Jody Pinto
Body/Land
Aug 28, 2025-Mar 7, 2026
∆ Jody Pinto, Well Projects (detail), 1974-76. Earth, found materials. Philadelphia, PA. Courtesy of the artist.
∆ Jody Pinto, Well Projects (detail), 1974-76. Earth, found materials. Philadelphia, PA. Courtesy of the artist.
∆ Jody Pinto, Well Projects (detail), 1974-76. Earth, found materials. Philadelphia, PA. Courtesy of the artist.
Aug 28, 2025-Mar 7, 2026
Jody Pinto
Body/Land
Jody Pinto’s five-decade practice spans sculpture, drawing, ephemeral outdoor installations, landscape interventions, and public art. Emerging during the 1970s Land art movement, Pinto made what she described as “living structures," site-responsive works dependent on weather, visitors, and found materials. As founder of Women Organized Against Rape (WOAR) in 1973, Pinto linked feminist activism with a lifelong commitment to public space. Her concept of “body/land” connects bodily and environmental forms and systems such as veins and irrigation, hair and plant growth, and cycles of injury and healing. Since the 1990s, she has completed more than fifty international public commissions, exploring municipal space as a form of public theater.

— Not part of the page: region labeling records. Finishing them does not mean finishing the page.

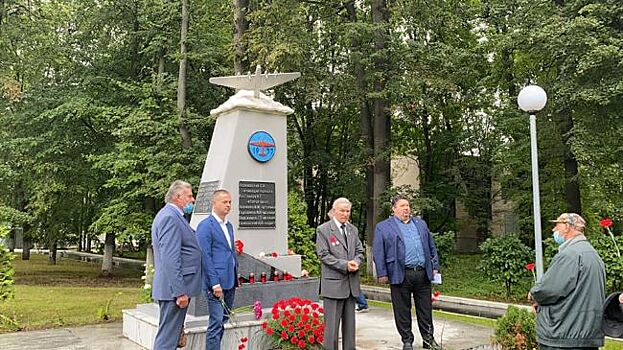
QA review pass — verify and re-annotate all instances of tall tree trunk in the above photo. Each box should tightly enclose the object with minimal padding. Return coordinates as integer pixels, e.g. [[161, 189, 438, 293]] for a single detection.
[[48, 238, 58, 265], [344, 1, 376, 276], [177, 0, 192, 149], [7, 228, 17, 253], [558, 109, 582, 214], [234, 0, 249, 74], [102, 232, 115, 276], [372, 0, 391, 230]]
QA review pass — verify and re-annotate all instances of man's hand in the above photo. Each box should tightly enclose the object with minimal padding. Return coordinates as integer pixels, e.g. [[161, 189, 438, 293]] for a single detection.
[[347, 260, 359, 272], [175, 294, 190, 309], [528, 292, 539, 312]]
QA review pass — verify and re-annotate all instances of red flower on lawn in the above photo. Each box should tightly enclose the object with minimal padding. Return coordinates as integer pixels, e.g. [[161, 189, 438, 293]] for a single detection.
[[599, 218, 612, 228], [234, 239, 244, 255], [599, 218, 621, 259], [262, 297, 324, 350]]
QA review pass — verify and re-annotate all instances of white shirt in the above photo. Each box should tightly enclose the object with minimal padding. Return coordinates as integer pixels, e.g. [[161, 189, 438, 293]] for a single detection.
[[333, 217, 348, 239], [212, 211, 232, 290]]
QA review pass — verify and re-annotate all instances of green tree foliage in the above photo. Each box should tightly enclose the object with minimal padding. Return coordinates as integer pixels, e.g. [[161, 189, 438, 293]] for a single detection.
[[433, 231, 456, 267], [493, 306, 538, 350], [0, 226, 15, 302], [288, 191, 320, 275], [480, 235, 532, 299]]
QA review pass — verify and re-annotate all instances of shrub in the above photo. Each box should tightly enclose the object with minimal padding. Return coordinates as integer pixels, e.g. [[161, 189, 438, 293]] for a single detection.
[[480, 234, 533, 299], [0, 227, 14, 302], [433, 231, 456, 267], [493, 306, 538, 350], [587, 233, 623, 293], [288, 192, 320, 275]]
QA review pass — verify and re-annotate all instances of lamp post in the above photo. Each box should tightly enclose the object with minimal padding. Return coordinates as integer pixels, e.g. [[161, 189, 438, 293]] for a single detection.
[[517, 85, 547, 280]]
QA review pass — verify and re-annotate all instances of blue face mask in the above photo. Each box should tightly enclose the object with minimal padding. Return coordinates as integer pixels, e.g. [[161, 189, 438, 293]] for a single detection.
[[554, 231, 565, 245], [184, 203, 195, 214]]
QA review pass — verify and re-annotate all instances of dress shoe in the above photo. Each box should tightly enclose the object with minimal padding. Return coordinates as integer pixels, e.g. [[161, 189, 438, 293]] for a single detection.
[[422, 339, 441, 350]]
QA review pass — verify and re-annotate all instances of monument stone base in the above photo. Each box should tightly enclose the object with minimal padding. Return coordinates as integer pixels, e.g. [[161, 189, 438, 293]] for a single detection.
[[123, 277, 320, 350]]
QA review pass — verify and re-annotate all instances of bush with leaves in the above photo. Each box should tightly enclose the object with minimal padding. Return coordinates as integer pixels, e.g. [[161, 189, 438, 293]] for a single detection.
[[493, 306, 538, 350], [288, 192, 320, 275], [0, 227, 14, 302], [480, 234, 533, 299], [587, 233, 623, 293], [433, 231, 456, 267]]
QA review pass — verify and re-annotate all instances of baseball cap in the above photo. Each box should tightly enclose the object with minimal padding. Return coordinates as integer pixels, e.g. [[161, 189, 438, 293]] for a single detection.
[[550, 213, 586, 231]]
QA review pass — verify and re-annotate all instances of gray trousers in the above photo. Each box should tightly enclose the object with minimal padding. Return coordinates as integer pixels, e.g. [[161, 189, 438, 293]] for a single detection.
[[322, 296, 355, 350], [153, 300, 188, 350]]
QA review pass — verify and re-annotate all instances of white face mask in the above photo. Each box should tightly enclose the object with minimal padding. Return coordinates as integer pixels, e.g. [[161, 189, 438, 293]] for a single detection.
[[554, 231, 565, 245]]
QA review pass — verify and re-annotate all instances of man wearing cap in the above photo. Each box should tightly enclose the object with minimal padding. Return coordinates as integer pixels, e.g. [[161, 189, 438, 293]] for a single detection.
[[528, 213, 606, 350], [373, 194, 441, 350]]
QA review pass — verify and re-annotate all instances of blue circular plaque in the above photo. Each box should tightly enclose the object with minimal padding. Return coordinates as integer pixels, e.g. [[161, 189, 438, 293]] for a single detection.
[[247, 131, 277, 163]]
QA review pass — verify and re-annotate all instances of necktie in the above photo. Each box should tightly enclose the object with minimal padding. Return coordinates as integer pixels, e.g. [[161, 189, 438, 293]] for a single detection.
[[340, 224, 348, 248]]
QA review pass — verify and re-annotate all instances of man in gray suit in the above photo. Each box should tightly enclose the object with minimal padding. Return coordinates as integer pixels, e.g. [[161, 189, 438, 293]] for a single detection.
[[151, 180, 201, 350], [316, 198, 363, 350]]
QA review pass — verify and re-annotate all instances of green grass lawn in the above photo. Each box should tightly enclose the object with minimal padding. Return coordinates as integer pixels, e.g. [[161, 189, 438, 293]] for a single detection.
[[0, 254, 142, 333], [363, 254, 533, 304], [368, 300, 623, 350]]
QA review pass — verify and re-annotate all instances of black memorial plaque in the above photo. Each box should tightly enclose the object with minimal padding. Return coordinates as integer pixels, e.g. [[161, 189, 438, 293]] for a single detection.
[[195, 180, 221, 214], [238, 181, 276, 229]]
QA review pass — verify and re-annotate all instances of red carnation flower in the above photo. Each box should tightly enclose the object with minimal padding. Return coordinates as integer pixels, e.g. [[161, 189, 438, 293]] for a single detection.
[[234, 239, 244, 255], [599, 218, 612, 228]]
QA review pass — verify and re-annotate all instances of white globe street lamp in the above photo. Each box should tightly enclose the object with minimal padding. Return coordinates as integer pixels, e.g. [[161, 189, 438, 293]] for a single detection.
[[517, 85, 547, 280]]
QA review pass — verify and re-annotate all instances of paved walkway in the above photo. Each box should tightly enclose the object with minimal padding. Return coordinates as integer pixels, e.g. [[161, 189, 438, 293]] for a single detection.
[[0, 306, 493, 350]]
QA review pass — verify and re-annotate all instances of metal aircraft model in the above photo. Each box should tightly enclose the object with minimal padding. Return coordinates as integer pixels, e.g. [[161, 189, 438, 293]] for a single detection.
[[210, 64, 301, 97]]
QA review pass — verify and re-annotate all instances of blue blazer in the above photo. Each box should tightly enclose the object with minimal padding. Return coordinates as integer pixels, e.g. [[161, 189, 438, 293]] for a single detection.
[[197, 214, 238, 291], [151, 204, 201, 300], [372, 217, 439, 284]]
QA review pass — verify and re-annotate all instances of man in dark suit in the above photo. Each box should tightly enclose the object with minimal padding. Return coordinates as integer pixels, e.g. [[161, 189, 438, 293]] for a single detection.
[[151, 180, 201, 350], [316, 198, 363, 350], [197, 189, 238, 350], [373, 195, 440, 350]]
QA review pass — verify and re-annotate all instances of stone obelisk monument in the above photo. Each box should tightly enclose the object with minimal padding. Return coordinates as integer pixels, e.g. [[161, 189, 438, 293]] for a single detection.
[[190, 66, 301, 277]]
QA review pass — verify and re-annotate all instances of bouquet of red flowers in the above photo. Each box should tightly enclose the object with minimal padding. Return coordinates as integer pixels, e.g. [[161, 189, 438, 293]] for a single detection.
[[262, 297, 324, 349]]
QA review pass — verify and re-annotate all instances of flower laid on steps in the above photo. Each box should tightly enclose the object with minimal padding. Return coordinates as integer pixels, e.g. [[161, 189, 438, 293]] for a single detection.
[[234, 239, 244, 255], [526, 263, 536, 283], [431, 290, 441, 303], [253, 300, 262, 320], [262, 297, 324, 349]]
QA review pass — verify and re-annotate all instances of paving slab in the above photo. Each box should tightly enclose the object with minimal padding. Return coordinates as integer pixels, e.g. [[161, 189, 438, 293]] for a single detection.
[[0, 305, 493, 350], [0, 322, 145, 350], [355, 306, 494, 350]]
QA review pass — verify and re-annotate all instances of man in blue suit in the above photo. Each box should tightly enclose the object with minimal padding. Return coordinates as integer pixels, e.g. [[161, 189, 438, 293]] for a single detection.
[[197, 190, 238, 350], [373, 195, 440, 350], [151, 180, 201, 350]]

Jody Pinto: Body/Land, the artist’s first retrospective, traces the scope of this career from her work in rape crisis activism, to early excavations and outdoor constructions, to later landscape and urban design projects. The exhibition restages several major installations and includes her experimentations in drawing, plans for realized and unrealized works, and a new outdoor sculpture presented in partnership with Art Lot in Brooklyn, NY. Body/Land will be accompanied by the publication of Pinto’s first monograph.
Exhibition curated by DJ Hellerman, Deputy Director & Senior Curator, and Marie Catalano, Independent Curator.
This exhibition is presented through Toby’s Prize, a special commission award made possible by Toby Devan Lewis.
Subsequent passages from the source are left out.